She's one of Hollywood's biggest rebels but with her powerful new film James Mottram finds Angelina Jolie is not without a cause
This is what you call a Hollywood moment. I'm sitting in the grounds of the Hotel du Cap, a venue so reassuringly expensive even A-list stars probably think twice before ordering the lobster for lunch. In front of me is Angelina Jolie, she of the bee-stung lips and body so lithe it could make the beautiful people feel the need for a nip-tuck.
In the background are the azure waters of the French Riviera, a calm counterpoint to the maelstrom that is the Cannes Film Festival a few miles down the coast. There, Jolie's new film A Mighty Heart, the harrowing story of the kidnap and murder of the journalist Daniel Pearl, has just been unveiled to considerable acclaim.
Its title sounds like a movie-of-the-week bio of Jolie herself but A Mighty Heart also offers her most important work since 1999's Girl, Interrupted, when her blistering performance as an asylum inmate, Lisa Rowe, won her a Best Supporting Actress Oscar, she is undeniably an early front-runner for a statue next year. She plays Daniel Pearl's wife, Mariane, who wrote the memoir on which the film is based.
At the time, Daniel and Mariane, then pregnant, were journalists based in Pakistan. After covering the American bombings of Afghanistan following the 11 September 2001 terror attacks, Daniel, a bureau chief for the Wall Street Journal, was researching a story about the shoe bomber Richard Reid when he was kidnapped in January 2002 by Islamic militants. His subsequent beheading, just over a week later, shocked the world.
Directed by Britain's Michael Winterbottom, A Mighty Heart is seen through the eyes of Mariane during those horrendous days, as she waits and worries while attempting to track down her husband (played by Dan Futterman) with the help of the Pakistani authorities.
Shot almost like a fly-on-the-wall documentary, Jolie does her bit for verisimilitude, donning brown contacts and a wig. While it's undeniably a gruelling watch, it's also a stirring tribute to Mariane's indefatigable spirit and dignity in the face of such trauma. "She's not blinded by hate and fear," says Jolie. "You can hardly get her to talk about that. She will not bend to self-pity at all. And I think - not just in this situation but as a woman - that's a remarkable thing to watch."
As it happens, Jolie has known Mariane Pearl for years, after the widow had read an interview with the actress and sent her a note out of the blue, asking if she and Maddox would like to make a play-date with her and her son Adam. "It helped in that I was able to study her and (get) a very good, clear idea of who this person was that I was playing," says Jolie. "But then at the same time when you are that close, it makes you very hesitant when you feel like you're mimicking a friend. You feel very shy about it. I came to care about her and her son: it's harder when you do know the person, in a different way, in an emotional way. And the film becomes very, very secondary to the realisation that there's a woman and this is her life and it's a responsibility." She pauses for a second. "I didn't sleep well many nights, taking this on."

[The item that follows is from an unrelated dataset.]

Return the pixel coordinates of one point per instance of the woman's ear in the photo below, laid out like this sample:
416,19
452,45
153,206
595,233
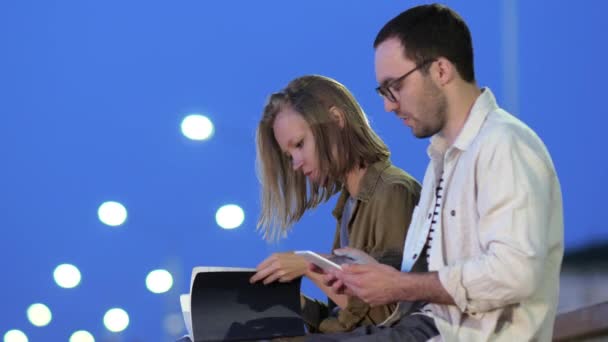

In a bizarre twist of fate, Pitt had bought the rights to the book before he knew Jolie. "Before Brad and I were together they had talked about it, and she had mentioned that I'd be a good choice," she recalls. "Then we ended up being together as a family, Brad and I, and I'm sure that was funny for her."
By this point, their family had grown considerably after they adopted two more children - the Ethiopian-born Zahara Marley, two, and Vietnam-born Pax Thein, three - as well as Jolie giving birth to Shiloh Nouvel, now 16 months old. Pitt it seems, was more babysitter than producer on A Mighty Heart, when they were shooting in India. "I was working on the set every day and Brad was figuring out how to entertain the children in a hotel room in Puna - which was hard."
With a house now in New Orleans, which the budding architect Pitt designed, Jolie makes their life sound faintly domesticated. "After the kids are asleep, we'll hang out together and relax - take a bath or something," she smiles. While she has a glut of projects coming up - from a retelling of Beowulf to the comic book thriller Wanted - she says that last year she worked only two-and-a-half months. "I take big chunks. I've taken six to nine months, and then just been home. I do have a lot of time off, actually." She tells me that she and Pitt have made a pact that if any must-do project comes along, then the other will support the family. "We take turns," she says. Even if she doesn't believe in them, it still sounds like a genuine Hollywood fairy-tale.